Settantamila euro pubblici, mesi di esposizione, polemiche, discussioni, richieste dei cittadini. E alla fine il Pinocchio antimilitarista lascia Agrigento e va in tournée altrove. La statua alta cinque metri, installata in piazza Stazione il 20 settembre scorso come uno dei simboli di Agrigento Capitale Italiana della Cultura 2025, è stata smontata e trasferita fuori dalla città. Prima rimossa per far spazio al concertone di Capodanno con Noemi, poi definitivamente “salutata” da Agrigento. Destinazione: Toscana. A confermarlo è l’autore dell’opera, Edoardo Malagigi, che chiarisce come End Game – questo il nome della scultura realizzata in Tetrapak riciclato – sia stata smontata al termine del periodo espositivo e portata a Firenze, dove verrà collocata nel parco di Villa San Salvi. “Un progetto condiviso con il Comune e l’Asl – spiega l’artista – in uno spazio verde in fase di recupero”.

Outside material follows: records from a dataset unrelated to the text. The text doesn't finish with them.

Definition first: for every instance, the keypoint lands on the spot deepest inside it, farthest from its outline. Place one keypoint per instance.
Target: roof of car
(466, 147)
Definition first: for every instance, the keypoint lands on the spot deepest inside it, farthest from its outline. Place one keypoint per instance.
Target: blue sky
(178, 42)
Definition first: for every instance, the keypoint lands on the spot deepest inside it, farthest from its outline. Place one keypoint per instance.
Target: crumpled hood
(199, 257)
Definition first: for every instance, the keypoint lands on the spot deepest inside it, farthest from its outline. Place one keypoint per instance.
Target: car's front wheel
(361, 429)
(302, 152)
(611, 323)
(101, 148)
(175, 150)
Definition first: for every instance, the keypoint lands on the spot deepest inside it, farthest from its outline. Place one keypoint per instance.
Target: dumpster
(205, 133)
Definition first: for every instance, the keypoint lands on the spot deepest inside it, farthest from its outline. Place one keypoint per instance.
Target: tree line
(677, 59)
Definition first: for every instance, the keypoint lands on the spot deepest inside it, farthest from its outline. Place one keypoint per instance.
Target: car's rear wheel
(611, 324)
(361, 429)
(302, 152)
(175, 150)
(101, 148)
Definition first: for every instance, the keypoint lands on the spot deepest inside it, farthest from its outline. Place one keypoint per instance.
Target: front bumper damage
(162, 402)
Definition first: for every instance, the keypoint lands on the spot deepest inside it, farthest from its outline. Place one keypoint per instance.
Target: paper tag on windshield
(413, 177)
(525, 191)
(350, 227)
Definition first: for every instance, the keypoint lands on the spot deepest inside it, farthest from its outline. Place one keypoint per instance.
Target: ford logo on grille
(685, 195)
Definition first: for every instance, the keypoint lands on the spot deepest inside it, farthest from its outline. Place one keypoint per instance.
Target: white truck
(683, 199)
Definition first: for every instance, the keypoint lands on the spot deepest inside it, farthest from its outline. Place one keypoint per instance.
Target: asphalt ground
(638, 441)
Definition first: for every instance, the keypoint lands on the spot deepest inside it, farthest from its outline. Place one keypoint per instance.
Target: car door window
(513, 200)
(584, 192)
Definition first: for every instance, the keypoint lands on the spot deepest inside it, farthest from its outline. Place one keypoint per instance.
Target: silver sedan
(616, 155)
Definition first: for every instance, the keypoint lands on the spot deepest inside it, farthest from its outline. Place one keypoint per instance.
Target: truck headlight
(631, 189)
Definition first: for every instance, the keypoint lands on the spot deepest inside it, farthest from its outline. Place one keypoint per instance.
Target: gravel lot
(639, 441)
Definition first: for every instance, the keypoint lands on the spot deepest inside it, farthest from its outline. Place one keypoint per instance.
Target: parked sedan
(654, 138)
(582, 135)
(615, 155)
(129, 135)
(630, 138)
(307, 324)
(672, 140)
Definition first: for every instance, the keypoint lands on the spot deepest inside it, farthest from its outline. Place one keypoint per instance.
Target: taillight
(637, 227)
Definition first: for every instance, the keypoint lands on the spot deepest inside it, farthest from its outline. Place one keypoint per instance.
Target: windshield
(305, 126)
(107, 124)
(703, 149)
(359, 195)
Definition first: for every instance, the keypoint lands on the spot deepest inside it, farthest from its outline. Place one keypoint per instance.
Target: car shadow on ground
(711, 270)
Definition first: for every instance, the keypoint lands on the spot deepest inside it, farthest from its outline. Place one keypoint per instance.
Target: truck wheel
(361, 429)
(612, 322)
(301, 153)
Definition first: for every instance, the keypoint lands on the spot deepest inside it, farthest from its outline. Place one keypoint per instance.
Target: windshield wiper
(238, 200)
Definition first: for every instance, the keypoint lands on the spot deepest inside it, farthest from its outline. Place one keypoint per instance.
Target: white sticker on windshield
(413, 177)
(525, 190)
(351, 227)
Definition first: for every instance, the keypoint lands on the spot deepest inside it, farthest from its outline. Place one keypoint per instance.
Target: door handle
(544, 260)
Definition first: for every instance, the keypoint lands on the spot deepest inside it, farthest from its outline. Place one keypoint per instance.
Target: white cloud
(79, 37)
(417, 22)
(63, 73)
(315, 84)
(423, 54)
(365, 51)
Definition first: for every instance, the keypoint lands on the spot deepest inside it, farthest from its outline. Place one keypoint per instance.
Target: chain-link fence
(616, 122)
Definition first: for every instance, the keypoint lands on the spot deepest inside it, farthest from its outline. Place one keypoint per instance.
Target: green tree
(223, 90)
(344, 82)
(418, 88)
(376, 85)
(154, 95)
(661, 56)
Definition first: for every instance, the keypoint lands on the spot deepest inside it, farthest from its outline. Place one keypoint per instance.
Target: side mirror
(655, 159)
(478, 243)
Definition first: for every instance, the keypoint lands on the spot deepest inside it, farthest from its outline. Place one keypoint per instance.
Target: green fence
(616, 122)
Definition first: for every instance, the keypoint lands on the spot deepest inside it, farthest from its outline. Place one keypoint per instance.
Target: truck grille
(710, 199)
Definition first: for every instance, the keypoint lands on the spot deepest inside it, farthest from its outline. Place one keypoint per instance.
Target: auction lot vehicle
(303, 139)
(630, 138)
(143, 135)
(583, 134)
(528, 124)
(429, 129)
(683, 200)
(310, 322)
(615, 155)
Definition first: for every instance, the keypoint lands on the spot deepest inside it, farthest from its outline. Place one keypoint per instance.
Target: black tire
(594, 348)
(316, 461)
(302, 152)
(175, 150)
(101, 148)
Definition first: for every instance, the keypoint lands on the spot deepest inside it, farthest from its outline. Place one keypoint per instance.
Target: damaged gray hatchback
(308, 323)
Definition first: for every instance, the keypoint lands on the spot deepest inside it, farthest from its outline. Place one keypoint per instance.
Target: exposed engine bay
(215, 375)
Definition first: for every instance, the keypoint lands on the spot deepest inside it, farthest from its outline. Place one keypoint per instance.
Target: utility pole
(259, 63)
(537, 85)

Fin qui i fatti. Ma il nodo politico e culturale resta tutto: 70 mila euro di fondi della Fondazione Agrigento 2025 per un’opera che non resta in città. Nessuna acquisizione al patrimonio comunale, nessuna collocazione alternativa, nessun lascito visibile dell’Anno della Cultura in uno spazio urbano agrigentino. La statua, che aveva diviso l’opinione pubblica ma era diventata uno dei segni più riconoscibili del 2025, resta proprietà dell’artista e seguirà un percorso espositivo in altre città italiane. Un epilogo che ha lasciato perplessi molti agrigentini, che avevano chiesto all’Amministrazione di individuare una nuova sede – Villa Bonfiglio era una delle ipotesi più ricorrenti – per non disperdere un investimento pubblico così rilevante. Ma nessuna trattativa per una donazione è mai partita.

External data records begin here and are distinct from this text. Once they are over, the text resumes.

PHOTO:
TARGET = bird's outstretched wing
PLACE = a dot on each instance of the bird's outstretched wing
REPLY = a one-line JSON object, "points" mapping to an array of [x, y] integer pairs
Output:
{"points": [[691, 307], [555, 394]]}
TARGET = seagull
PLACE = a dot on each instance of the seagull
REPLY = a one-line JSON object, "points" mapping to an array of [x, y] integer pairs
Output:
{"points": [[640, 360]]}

A chiarirlo è il direttore generale della Fondazione, Giuseppe Parello: “Non è mai stata prevista alcuna donazione. Il progetto era legato a un’esposizione temporanea, site-specific, concepita per dialogare con piazza Stazione. L’artista, anzi, ha prolungato l’esposizione oltre i termini inizialmente stabiliti”. Resta però il dato politico e simbolico: Agrigento spende, ospita, discute, e poi lascia andare. Il Pinocchio antimilitarista continuerà a raccontare Agrigento altrove, accompagnato – come previsto dagli accordi – da pannelli che ricordano la sua nascita nell’anno di Agrigento Capitale della Cultura 2025. Ma in città, a distanza di mesi, resta una piazza vuota. E una domanda semplice: che cosa rimane davvero di quell’anno, al netto degli eventi?